Ora, questa storia del carcere duro revocato non è una bazzecola. Dopo le bombe a Milano, Firenze, Roma si narra, e si sospetta, che lo Stato abbia trattato con la mafia per una sorta di tregua. Niente bombe, niente carcere duro. Uno scambio alla pari. Forse questa è solo una leggenda. Ma almeno possiamo chiedere a Ciampi se ne sapeva qualcosa? A quanto pare no. Non serve. È inutile. Tutte le domande vanno fatte al grande nemico, al Cavaliere. Solo che al governo non c’era Berlusconi, ma il padre della patria.

Questi santoni non si possono neppure sfiorare e se uno ci prova passa i guai. Quando qualcuno chiese a Oscar Luigi Scalfaro, un altro grande padre e presidente, che fine avessero mai fatto i fondi neri del Sisde, la risposta fu a reti unificate, con il dito alzato e lo sguardo da giudizio universale. «Non ci sto», urlò Oscar Luigi. «Non ci sto», ancora muovendo il ditone. «Non ci sto», guardando fisso la telecamere. E tutto si spense. È chiaro che a certi signori porre domande non sta bene. Con loro, con tutti quelli che in un modo o nell’altro sono stati utili all’aristocrazia di sinistra, non si va mai a fondo. Basta la parola. Dicono no e tutti fanno un passo indietro. Il solo sospetto è lesa maestà.

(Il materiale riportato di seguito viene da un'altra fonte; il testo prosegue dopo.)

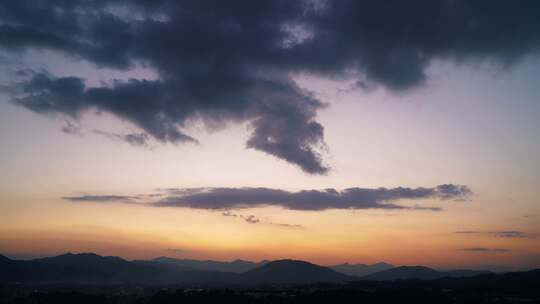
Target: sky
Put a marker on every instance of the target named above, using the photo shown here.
(350, 131)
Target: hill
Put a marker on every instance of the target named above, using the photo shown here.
(421, 273)
(406, 272)
(292, 271)
(236, 266)
(361, 270)
(92, 268)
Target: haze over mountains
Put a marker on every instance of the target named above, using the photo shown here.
(92, 268)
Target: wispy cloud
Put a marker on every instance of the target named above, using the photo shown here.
(134, 139)
(308, 200)
(351, 198)
(484, 249)
(502, 234)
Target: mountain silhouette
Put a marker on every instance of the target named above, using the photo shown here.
(92, 268)
(292, 271)
(361, 270)
(406, 272)
(236, 266)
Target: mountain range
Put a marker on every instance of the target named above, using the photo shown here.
(92, 268)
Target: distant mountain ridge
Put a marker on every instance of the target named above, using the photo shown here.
(361, 270)
(419, 272)
(293, 271)
(236, 266)
(93, 268)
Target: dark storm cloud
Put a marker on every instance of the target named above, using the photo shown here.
(483, 249)
(351, 198)
(134, 139)
(222, 61)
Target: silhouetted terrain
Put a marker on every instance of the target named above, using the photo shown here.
(89, 278)
(491, 288)
(90, 268)
(361, 270)
(419, 272)
(236, 266)
(291, 271)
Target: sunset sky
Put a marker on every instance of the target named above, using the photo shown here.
(327, 131)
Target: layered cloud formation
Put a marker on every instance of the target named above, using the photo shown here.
(239, 198)
(223, 61)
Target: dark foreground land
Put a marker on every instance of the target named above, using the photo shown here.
(507, 288)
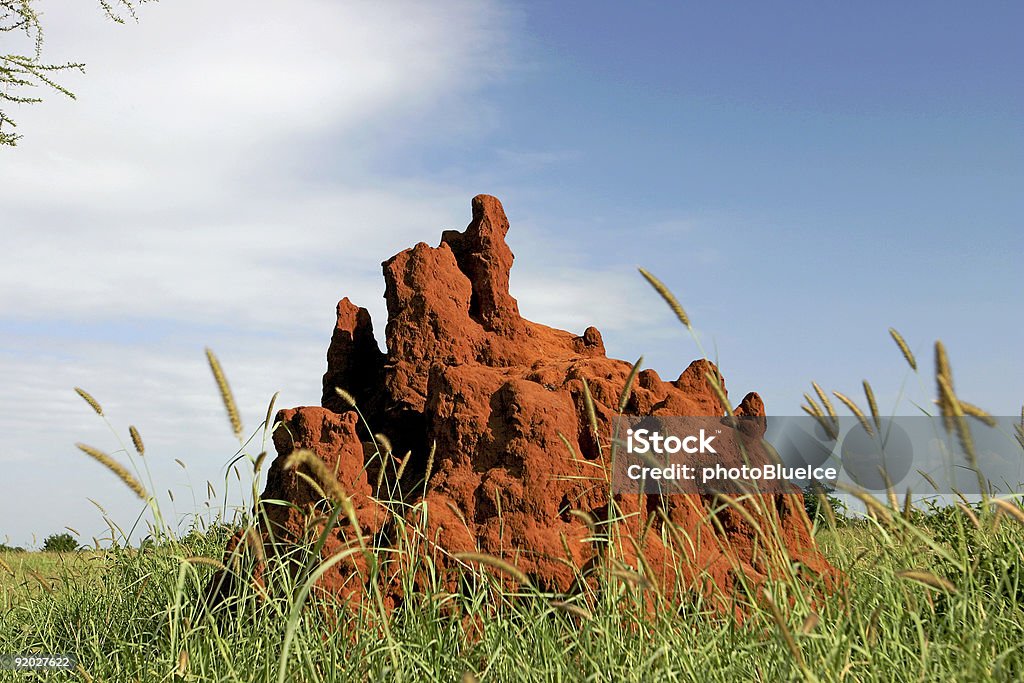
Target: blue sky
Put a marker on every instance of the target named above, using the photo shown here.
(803, 175)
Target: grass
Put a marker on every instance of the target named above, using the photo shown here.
(131, 614)
(929, 595)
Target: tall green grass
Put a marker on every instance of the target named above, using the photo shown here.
(929, 595)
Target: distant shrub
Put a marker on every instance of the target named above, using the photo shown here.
(59, 543)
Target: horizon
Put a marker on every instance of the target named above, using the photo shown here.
(802, 178)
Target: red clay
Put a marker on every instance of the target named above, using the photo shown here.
(497, 394)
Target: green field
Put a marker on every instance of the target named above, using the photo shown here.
(130, 614)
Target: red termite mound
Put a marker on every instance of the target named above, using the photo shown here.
(517, 471)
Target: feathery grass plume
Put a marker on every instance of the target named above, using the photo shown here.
(824, 401)
(809, 624)
(631, 578)
(958, 421)
(225, 393)
(669, 297)
(87, 397)
(321, 471)
(716, 386)
(1010, 508)
(825, 423)
(855, 410)
(872, 404)
(136, 440)
(928, 579)
(345, 396)
(904, 348)
(496, 563)
(978, 414)
(116, 467)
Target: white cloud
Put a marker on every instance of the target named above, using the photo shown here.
(182, 201)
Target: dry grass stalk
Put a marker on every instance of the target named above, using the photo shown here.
(928, 579)
(978, 414)
(136, 440)
(904, 348)
(824, 401)
(783, 629)
(385, 442)
(855, 410)
(1009, 508)
(628, 389)
(225, 393)
(345, 396)
(669, 297)
(209, 561)
(944, 383)
(495, 563)
(182, 667)
(89, 399)
(969, 513)
(401, 465)
(716, 386)
(116, 467)
(588, 401)
(430, 463)
(570, 608)
(269, 411)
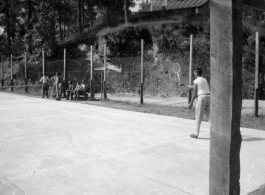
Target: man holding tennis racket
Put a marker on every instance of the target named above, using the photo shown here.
(202, 92)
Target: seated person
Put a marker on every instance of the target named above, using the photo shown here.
(80, 90)
(70, 90)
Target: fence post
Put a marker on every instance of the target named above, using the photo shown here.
(101, 86)
(91, 74)
(142, 72)
(191, 66)
(105, 73)
(11, 72)
(43, 63)
(2, 69)
(26, 82)
(256, 98)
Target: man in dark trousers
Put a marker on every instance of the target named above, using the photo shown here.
(201, 91)
(45, 86)
(57, 80)
(70, 90)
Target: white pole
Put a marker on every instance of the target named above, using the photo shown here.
(191, 65)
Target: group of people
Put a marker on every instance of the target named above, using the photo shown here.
(60, 87)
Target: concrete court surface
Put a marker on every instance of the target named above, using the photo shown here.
(66, 148)
(247, 104)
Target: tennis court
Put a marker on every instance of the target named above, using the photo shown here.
(65, 148)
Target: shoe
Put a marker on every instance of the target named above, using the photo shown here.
(193, 136)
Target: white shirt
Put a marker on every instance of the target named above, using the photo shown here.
(44, 79)
(203, 87)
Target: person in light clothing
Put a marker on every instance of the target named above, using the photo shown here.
(202, 92)
(45, 87)
(80, 90)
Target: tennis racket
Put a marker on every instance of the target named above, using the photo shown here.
(176, 69)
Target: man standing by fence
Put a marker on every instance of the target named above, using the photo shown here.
(45, 87)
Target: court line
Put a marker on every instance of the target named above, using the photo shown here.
(113, 121)
(188, 126)
(29, 118)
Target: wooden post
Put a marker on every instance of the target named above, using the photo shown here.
(101, 86)
(64, 66)
(257, 61)
(11, 72)
(91, 74)
(43, 63)
(226, 96)
(26, 81)
(191, 67)
(2, 69)
(142, 72)
(105, 73)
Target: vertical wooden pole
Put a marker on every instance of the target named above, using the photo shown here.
(226, 96)
(43, 63)
(91, 74)
(142, 72)
(2, 70)
(191, 67)
(256, 93)
(11, 72)
(26, 81)
(101, 86)
(105, 73)
(64, 65)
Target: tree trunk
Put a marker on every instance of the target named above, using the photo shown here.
(60, 20)
(226, 96)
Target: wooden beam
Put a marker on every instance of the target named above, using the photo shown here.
(256, 4)
(226, 96)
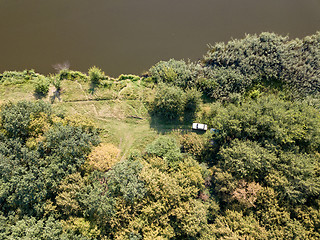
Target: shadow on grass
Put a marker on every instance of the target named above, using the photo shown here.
(184, 124)
(39, 96)
(93, 87)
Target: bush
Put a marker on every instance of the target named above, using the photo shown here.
(162, 146)
(96, 75)
(169, 102)
(13, 77)
(67, 74)
(192, 144)
(178, 73)
(193, 100)
(128, 76)
(41, 86)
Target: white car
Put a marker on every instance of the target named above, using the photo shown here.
(199, 126)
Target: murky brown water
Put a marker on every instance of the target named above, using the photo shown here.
(128, 36)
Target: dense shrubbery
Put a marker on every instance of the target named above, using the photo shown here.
(13, 77)
(171, 102)
(266, 61)
(259, 172)
(41, 85)
(265, 158)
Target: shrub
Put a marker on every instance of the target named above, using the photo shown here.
(174, 72)
(96, 75)
(128, 76)
(193, 144)
(169, 102)
(41, 86)
(72, 75)
(103, 157)
(193, 100)
(13, 77)
(162, 146)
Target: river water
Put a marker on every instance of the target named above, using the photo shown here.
(129, 36)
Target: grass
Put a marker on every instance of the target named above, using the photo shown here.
(118, 111)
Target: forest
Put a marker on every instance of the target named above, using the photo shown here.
(87, 156)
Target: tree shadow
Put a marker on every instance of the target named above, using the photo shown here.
(56, 95)
(39, 96)
(184, 124)
(93, 87)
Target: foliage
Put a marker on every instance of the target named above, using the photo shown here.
(268, 59)
(41, 86)
(193, 144)
(128, 76)
(169, 102)
(103, 157)
(174, 72)
(96, 75)
(193, 100)
(29, 175)
(66, 74)
(13, 77)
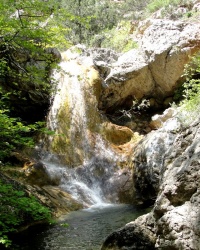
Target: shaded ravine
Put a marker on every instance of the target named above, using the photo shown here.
(80, 230)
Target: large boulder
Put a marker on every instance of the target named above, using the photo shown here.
(171, 172)
(155, 68)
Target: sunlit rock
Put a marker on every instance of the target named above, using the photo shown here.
(155, 68)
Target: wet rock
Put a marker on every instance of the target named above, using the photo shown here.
(133, 236)
(171, 173)
(36, 174)
(158, 120)
(155, 68)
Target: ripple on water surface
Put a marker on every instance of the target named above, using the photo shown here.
(86, 231)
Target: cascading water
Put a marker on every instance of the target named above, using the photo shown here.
(90, 167)
(84, 165)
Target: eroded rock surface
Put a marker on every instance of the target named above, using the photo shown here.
(155, 68)
(172, 173)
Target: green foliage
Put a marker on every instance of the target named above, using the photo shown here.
(166, 5)
(17, 209)
(190, 105)
(88, 18)
(14, 134)
(119, 38)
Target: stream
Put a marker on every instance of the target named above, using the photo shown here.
(80, 230)
(94, 171)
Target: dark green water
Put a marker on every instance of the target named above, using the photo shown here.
(86, 231)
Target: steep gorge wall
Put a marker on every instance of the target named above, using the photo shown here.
(172, 174)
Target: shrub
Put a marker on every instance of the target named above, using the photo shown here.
(17, 209)
(190, 105)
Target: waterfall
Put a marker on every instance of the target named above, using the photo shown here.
(87, 165)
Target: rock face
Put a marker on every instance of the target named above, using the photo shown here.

In un Paese di retroscenisti e dietrologi non c’è nessuno che si scandalizzi per questa reticenza. Per i padri della patria, e per Ciampi in particolare, il «non poteva non sapere» non si applica. Basta la parola.

Eppure qualcosa presidente ce lo deve

dire: come mai le stragi cessarono? Non basta dire che il suo era un governo tecnico. Questa volta non è la scusa migliore. C’è di mezzo un mistero e un padre della patria può aiutare a risolverlo. È tutto qui. Ancora auguri.